Histórias adjacentes
Para além do fato principal que atua como fio condutor do filme, acompanhamos também outras histórias adjacentes a de Jones. Vemos, por exemplo, gangues rivais unindo esforços contra os policiais.
Assistimos também outro personagem vingando a morte de seu irmão e sendo preso. Mas em momento algum essas narrativas são aprofundadas, apesar do brilhantismo dos atores.
Mais parece que os roteiristas as jogaram na montagem final para preencher as lacunas que faltavam, o que, para mim, somente prejudica o filme como um todo.
Semelhanças com a realidade
Vidas Importam narra, infelizmente, o que poderia ser uma história real do cotidiano. Por conta disso, é inegável a comparação com o caso George Floyd, morto em 2020 por um policial em Minnesota, nos EUA. O afro-americano foi assassinado, em frente de testemunhas, por Derek Chauvin, um tira branco que, durante oito minutos e 46 segundos, ajoelhou em seu pescoço durante uma abordagem. Floyd foi aos poucos perdendo os sinais vitais.
Relevando seus problemas estruturais, a narrativa de Jones ao menos é passível de servir como uma sátira ao que vem acontecendo contra a população negra nos últimos anos.
Ficha técnica
Um filme A2, Vidas Importam tem na direção Brendan Kyle Cochrane. O roteiro é de Taheim Bryan. Ambos atuam também como produtores, ao lado de Anthony ‘Treach’ Criss, Jen Emma Hertel e Rob Simmons.

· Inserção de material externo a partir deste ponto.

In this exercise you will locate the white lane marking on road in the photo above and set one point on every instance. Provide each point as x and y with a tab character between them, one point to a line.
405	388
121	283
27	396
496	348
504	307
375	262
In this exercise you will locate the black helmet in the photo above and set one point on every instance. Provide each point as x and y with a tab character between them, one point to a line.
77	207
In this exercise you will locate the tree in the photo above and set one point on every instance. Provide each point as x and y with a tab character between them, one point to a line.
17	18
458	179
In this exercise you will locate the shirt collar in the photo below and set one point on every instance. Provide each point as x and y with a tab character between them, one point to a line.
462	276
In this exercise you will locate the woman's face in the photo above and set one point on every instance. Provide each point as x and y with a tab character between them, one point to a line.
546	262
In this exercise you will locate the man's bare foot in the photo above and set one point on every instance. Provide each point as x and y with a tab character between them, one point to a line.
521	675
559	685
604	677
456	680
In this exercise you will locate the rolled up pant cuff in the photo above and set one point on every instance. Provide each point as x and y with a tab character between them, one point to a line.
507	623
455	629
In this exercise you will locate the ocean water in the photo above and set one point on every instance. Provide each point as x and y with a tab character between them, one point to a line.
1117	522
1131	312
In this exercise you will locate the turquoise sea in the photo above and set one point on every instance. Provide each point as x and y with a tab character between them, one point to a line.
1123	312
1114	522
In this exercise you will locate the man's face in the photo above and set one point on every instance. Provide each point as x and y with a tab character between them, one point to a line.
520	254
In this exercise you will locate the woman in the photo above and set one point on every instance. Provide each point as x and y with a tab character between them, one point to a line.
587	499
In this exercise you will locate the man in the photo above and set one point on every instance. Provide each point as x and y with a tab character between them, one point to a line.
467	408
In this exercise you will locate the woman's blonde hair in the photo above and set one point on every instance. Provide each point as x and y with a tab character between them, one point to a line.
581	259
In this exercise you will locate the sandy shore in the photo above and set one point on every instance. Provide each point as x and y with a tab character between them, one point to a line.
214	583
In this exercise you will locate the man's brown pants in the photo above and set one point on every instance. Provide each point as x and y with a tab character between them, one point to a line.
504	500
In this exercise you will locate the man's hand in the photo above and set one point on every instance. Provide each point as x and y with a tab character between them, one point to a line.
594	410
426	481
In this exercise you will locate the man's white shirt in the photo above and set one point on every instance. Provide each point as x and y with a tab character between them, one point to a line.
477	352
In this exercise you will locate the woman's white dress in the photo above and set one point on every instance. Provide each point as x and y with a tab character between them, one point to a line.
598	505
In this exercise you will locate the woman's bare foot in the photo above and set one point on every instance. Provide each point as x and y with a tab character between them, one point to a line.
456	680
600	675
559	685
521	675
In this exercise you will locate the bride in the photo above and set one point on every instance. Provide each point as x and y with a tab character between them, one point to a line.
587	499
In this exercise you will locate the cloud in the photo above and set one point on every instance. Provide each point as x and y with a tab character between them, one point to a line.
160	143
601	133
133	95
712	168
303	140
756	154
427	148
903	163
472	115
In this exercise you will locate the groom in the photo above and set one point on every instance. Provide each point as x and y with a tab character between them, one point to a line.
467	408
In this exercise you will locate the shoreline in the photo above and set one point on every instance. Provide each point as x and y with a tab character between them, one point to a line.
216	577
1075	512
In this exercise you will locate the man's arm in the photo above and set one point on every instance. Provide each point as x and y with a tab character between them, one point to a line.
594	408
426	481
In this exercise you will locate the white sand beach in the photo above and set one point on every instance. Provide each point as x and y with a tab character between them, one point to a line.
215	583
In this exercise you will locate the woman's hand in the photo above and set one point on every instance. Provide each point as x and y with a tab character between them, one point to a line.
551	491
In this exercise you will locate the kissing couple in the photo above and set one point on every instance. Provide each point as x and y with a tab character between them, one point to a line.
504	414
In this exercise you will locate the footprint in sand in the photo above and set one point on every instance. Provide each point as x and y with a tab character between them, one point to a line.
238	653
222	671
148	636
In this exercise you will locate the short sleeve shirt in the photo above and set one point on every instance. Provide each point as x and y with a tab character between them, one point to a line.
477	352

No que diz respeito a ambientação e fotografia, Vidas Importam não mescla o suficiente suas locações, o que faz com que o filme todo corra no mesmo tom opaco e sem brilho.
Confira a sinopse oficial:
Policiais e a comunidade negra de Nova York entram em confronto quando o racismo e a violência se chocam. Um policial negro fora de serviço é baleado por um policial branco, o que gera um ciclo de revolta e morte nas ruas.